SERPENT’S REACH BY C.J. Cherryh

Warrior arrived around the corner of the house, through the narrow front-back access, Raen squinted in the light, anxious about any majat at the moment.

And Max opened the front door, let them both into the shade and coolness of the inner hall. “You’re all right, sera?”

“All right,” she confirmed. “Don’t worry about it. Merry will tell you how it was.”

Warrior stalked in, palps twitching.

“Do you scent greens?” Raen asked. “Greens attacked us. We killed some. They killed humans.”

“Greensss.” Warrior touched her nervously, calmed as she put her hand to its scent-patches, informing it. “Greenss make shift. Reds-golds-greens now. Weakest, greens. Easy to kill. Listen to red-Mind.”

“Who listens, Warrior?”

“Always there. Warrior-Mind, redsss. I am apart. I am Warrior blue. Good you killed greens. Run away greens? Report?”

“Yes”

“Good?”

“They know I’m here now. Let them tell that to their hive.”

“Good,” Warrior concluded. “Good they taste this, Kethiuy-queen. Yess.”

And it touched and stalked back outside.

Jim was standing over against the wall, his face strained. Raen touched his arm. “Go rest,” she said.

And when he had wandered off to his own devices, she drew a deep breath, heard Merry coming in the side door—looked at Max. “No trouble at all while I was gone?”

He shook his head.

“A cold drink, would you?” She walked into the other room, on into the back of the house, toward the comp center.

Messages. The bank was full of them. The screen was flashing, as it would with an urgency.

She keyed in. The screen flipped half a dozen into her vision in rapid sequence. URGENT, most said. CALL DAIN.

One was different. I AM HERE, it said simply. P.R.H.

Pol.

She sat down, stricken.

BOOK SEVEN

i

More reports.
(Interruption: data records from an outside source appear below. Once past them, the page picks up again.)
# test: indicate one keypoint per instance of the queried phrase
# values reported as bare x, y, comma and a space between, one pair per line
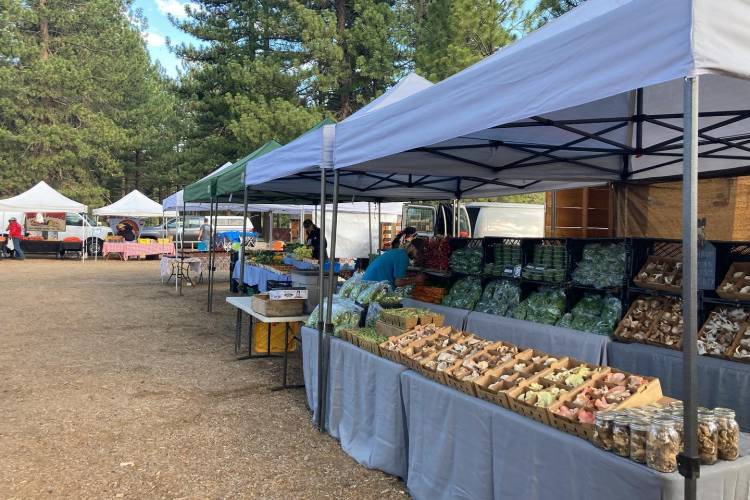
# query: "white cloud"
154, 39
174, 7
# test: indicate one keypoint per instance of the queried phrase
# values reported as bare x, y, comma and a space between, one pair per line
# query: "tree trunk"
346, 82
43, 30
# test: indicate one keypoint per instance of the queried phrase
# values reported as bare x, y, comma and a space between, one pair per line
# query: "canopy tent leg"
210, 251
241, 259
379, 230
321, 301
182, 246
688, 461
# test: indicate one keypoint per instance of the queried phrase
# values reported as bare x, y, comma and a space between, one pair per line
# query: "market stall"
45, 210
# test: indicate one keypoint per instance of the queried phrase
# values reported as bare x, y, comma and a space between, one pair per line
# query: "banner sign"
45, 221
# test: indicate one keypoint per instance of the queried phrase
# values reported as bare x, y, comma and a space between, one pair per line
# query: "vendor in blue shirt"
391, 265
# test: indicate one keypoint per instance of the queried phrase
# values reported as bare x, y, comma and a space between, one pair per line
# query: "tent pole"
182, 245
213, 248
379, 230
321, 301
210, 248
242, 246
369, 226
331, 275
688, 462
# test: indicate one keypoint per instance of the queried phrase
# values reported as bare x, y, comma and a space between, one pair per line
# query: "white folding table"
243, 304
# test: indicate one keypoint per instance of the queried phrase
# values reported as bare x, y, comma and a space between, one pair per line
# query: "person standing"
15, 231
204, 234
313, 238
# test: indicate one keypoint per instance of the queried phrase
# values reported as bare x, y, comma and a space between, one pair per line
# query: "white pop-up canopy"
288, 165
133, 204
595, 95
41, 198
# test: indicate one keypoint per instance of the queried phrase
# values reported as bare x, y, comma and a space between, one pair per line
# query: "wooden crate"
277, 308
481, 385
648, 393
658, 286
468, 386
743, 267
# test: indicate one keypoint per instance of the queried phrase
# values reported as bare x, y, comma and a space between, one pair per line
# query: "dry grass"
112, 386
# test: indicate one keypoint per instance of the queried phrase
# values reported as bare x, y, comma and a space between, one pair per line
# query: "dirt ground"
112, 386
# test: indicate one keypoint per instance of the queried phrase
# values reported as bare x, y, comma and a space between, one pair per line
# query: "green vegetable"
467, 260
464, 294
499, 297
602, 265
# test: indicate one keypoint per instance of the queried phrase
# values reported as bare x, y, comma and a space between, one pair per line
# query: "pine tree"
454, 34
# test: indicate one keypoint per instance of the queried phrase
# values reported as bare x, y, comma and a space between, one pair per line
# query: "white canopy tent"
44, 198
41, 198
607, 92
133, 204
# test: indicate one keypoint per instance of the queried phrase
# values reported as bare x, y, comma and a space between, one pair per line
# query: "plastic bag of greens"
346, 289
601, 265
465, 293
373, 292
373, 314
344, 314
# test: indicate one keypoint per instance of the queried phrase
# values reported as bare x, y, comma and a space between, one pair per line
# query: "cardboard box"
288, 294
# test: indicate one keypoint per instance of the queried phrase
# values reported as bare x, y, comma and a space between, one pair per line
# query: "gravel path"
112, 386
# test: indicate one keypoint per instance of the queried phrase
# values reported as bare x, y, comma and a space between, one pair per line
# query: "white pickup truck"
77, 225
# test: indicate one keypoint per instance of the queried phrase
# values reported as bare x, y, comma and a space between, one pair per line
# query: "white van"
76, 225
477, 220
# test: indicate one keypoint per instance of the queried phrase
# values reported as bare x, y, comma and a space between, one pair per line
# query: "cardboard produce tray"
648, 393
500, 396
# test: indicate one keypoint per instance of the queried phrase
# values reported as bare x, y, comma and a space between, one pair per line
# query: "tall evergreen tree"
454, 34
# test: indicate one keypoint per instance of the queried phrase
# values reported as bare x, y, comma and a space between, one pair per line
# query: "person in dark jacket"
313, 238
404, 237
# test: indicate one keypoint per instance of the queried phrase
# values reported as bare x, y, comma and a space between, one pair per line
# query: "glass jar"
662, 445
638, 438
729, 434
708, 438
603, 429
621, 435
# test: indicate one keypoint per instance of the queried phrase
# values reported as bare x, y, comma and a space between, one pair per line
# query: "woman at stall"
404, 237
392, 265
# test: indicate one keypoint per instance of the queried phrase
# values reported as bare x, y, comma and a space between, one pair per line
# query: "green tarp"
225, 182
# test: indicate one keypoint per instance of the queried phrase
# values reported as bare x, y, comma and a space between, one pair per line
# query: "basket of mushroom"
736, 283
667, 332
496, 383
466, 345
462, 375
660, 273
640, 319
717, 336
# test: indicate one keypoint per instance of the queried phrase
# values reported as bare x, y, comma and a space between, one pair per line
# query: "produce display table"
47, 246
720, 382
583, 346
129, 249
243, 304
258, 276
453, 317
168, 268
463, 447
364, 409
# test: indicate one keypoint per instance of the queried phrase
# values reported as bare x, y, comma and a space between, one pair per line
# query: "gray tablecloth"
257, 276
463, 447
720, 382
454, 317
365, 410
551, 339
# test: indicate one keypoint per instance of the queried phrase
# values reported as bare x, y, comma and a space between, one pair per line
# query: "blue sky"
160, 29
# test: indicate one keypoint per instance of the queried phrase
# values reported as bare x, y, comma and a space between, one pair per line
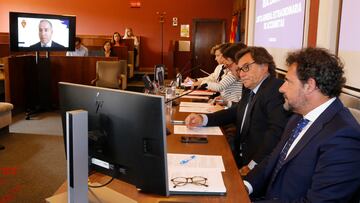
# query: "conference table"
217, 145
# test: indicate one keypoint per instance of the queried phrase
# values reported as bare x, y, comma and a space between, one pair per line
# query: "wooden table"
217, 145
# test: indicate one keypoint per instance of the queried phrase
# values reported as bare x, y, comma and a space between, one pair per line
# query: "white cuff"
252, 164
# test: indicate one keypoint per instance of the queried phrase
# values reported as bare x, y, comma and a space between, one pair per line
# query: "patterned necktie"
245, 121
299, 127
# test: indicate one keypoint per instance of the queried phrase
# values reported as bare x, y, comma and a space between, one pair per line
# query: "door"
206, 34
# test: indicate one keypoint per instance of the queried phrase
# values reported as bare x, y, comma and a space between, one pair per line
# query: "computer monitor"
159, 74
41, 32
127, 134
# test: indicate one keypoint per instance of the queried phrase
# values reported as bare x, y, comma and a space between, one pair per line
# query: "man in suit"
45, 35
260, 120
317, 160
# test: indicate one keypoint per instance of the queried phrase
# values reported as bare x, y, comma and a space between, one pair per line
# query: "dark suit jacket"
267, 121
323, 166
53, 45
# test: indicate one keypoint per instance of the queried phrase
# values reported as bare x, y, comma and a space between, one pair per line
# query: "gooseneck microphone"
178, 77
203, 86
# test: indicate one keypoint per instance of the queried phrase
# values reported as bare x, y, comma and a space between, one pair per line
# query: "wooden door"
206, 34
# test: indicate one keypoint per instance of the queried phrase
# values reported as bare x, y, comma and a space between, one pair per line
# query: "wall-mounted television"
41, 32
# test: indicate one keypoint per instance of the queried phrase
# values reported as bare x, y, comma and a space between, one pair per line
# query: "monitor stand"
77, 155
41, 102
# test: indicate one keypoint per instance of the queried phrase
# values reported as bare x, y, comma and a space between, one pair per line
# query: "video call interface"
28, 31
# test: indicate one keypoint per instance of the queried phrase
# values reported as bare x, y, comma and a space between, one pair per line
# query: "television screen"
279, 27
41, 32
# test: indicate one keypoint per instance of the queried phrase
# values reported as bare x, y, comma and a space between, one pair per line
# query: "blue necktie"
245, 121
299, 127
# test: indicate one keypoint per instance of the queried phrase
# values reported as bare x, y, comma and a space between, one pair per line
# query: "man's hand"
244, 171
193, 120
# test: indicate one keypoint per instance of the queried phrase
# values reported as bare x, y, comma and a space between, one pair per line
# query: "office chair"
111, 74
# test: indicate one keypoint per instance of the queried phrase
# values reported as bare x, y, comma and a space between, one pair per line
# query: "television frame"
14, 31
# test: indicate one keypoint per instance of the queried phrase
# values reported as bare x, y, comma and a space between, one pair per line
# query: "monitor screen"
279, 27
127, 135
37, 32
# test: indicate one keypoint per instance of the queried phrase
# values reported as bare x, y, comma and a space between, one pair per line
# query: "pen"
187, 160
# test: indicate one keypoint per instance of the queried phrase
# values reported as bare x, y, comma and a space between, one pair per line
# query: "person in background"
107, 49
45, 35
129, 34
116, 40
222, 80
259, 116
318, 158
80, 50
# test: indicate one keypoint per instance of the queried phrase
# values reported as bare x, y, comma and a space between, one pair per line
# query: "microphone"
203, 86
178, 78
147, 83
203, 71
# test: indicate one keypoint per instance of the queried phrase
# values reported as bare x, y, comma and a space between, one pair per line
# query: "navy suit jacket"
266, 124
53, 45
324, 166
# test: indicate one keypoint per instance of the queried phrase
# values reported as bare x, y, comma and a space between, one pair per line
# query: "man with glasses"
318, 158
259, 116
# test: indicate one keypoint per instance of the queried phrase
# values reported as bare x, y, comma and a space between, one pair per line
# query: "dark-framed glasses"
245, 67
195, 180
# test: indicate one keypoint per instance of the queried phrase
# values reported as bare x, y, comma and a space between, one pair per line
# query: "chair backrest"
109, 73
159, 74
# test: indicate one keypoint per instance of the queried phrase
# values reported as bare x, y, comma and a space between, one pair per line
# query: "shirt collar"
47, 44
258, 86
315, 113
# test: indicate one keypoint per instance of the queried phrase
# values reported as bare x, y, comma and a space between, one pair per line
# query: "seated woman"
107, 49
116, 40
130, 35
221, 80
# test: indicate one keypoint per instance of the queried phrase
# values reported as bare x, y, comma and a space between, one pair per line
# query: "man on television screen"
45, 34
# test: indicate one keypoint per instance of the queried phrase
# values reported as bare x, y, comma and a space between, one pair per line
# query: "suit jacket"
267, 119
53, 45
323, 166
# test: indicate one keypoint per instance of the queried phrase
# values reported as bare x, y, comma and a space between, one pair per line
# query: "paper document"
187, 84
195, 162
196, 97
200, 92
197, 109
182, 129
196, 182
196, 104
195, 174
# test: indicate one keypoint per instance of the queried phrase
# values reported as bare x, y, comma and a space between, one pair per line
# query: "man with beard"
318, 159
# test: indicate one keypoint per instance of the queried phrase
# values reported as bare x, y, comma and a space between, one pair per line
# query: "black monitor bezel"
146, 176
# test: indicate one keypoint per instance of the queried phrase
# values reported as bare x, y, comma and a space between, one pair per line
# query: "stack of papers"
195, 174
200, 92
182, 129
198, 107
Chaos multiplied, even on Cerdin.

Moth regarded the stacks of printouts with a shiver, and then smiled, a faint and febrile smile.

She looked up at Tand.

“Have you made any progress toward the Istran statistics?”

“They’re there, Eldest. Third stack.”

She reached for them, suffered a fluttering of her hand which scattered them across the table: too little sleep, too little rest lately. She drew a few slow breaths, reached again to bring the papers closer. Tand gathered them and stacked them, laid them directly before her. It embarrassed and angered her.

“Doubtless,” she said, “there are observations in some quarters that the old woman is failing.”

From Tand there was silence.

She brushed through the papers, picked up the cup on the table deliberately to demonstrate the steadiness of her right hand . . . managed not to spill it, took a drink, set it down again firmly, her heart beating hard. “Get out,” she said to Tand, having achieved the tiny triumph.

Tand started to go. She heard him hesitate. “Eldest,” he said, and came back.

Near her.

“Eldest—”

‘I’m not in want of anything.”

“I hear rumours, Eldest.” Tand sank on his knee at the arm of her chair; her heart lurched, so near he was. He looked up into her face, with an earnestness surprising in this man . . . excellent miming. “Listen to me, Eldest. Perhaps . . . perhaps there comes a time that one ought to quit, that one could let go, let things pass quietly. Always there was Lian or Lian’s kin; and now there’s you; and is it necessary that things pass this time by your death?”

Bewilderment fell on her at this bizarre manoeuvre of Tand Hald; and within her robes, her left hand held a gun a span’s remove from his chest. Perhaps he knew; but his expression was innocent and desperately earnest. “And always,” she whispered in her age-broken voice, “always I have survived the purges, Tand. Is it now? Do you bring me warning?”

The last question was irony. Her finger almost pulled the trigger, but he showed no apprehension of it. “Resign from Council,” he urged her. “Eldest, resign. Now. Pass it on. You’re feeling your years; you’re tired; I see it . . . so tired. But you could step aside and enjoy years yet, in quiet, in peace. Haven’t you earned that?”

She breathed a laugh, for this was indeed a strange turn from a Hald. “But we’re immortal,” she whispered. “Tand, perhaps I shall cheat them and not die . . . ever.”